# Venison Ground Jerky



## Devo1 (Oct 31, 2020)

Last of my last years trimmings, about two pounds of ground venison. 

Teriyaki for 5 lbs

3 Tbs non iodized salt
1 tsp cure 1 
1 Tbs garlic granules
1 Tbs ginger pwder
1 Tbs ground mustard seed (optional)
1 Tbs black pepper
1/2 cup red wine
1 cup soy sauce
2 cups clear corn syrup
1.5 cup water

Combine all the ingredients, mix well into ground meat.

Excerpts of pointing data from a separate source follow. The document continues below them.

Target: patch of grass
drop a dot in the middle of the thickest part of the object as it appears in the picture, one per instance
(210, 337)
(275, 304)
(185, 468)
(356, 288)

Smoked for 7 hours in the bradley 
@120 2 hours
@140 2 hours 
@155 3 hours

4 racks ready for the smoker. 1\4 inch thick







A few hours in the smoker






All done and look at that color 






Cut into strips and resting till morning for packaging if they last that long.


----------



## Brokenhandle (Oct 31, 2020)

they look phenomenal! Great color, I can see why you would have a hard time not eating them all!

Ryan


----------



## tallbm (Oct 31, 2020)

very similar to my italian cacciatore venison salami flavor jerky.  Though I use Lem's Original snack mix seasoning as a base haha.  The tang from the wine is awesome!


----------



## Winterrider (Oct 31, 2020)

Looks pretty darn good.


----------



## SmokinAl (Nov 1, 2020)

Looks perfect to me. I only make ground jerky cause I don’t like chewing all day. 
Excellent job!
Al


----------



## WildmanWilson (Jan 12, 2022)

I can't get past the texture of ground jerky. Its like eating a rubber floor mat. Most people that try it just don't like it. I did some last month with whole muscle and I will end up throwing the ground away. Its just weird to me.


----------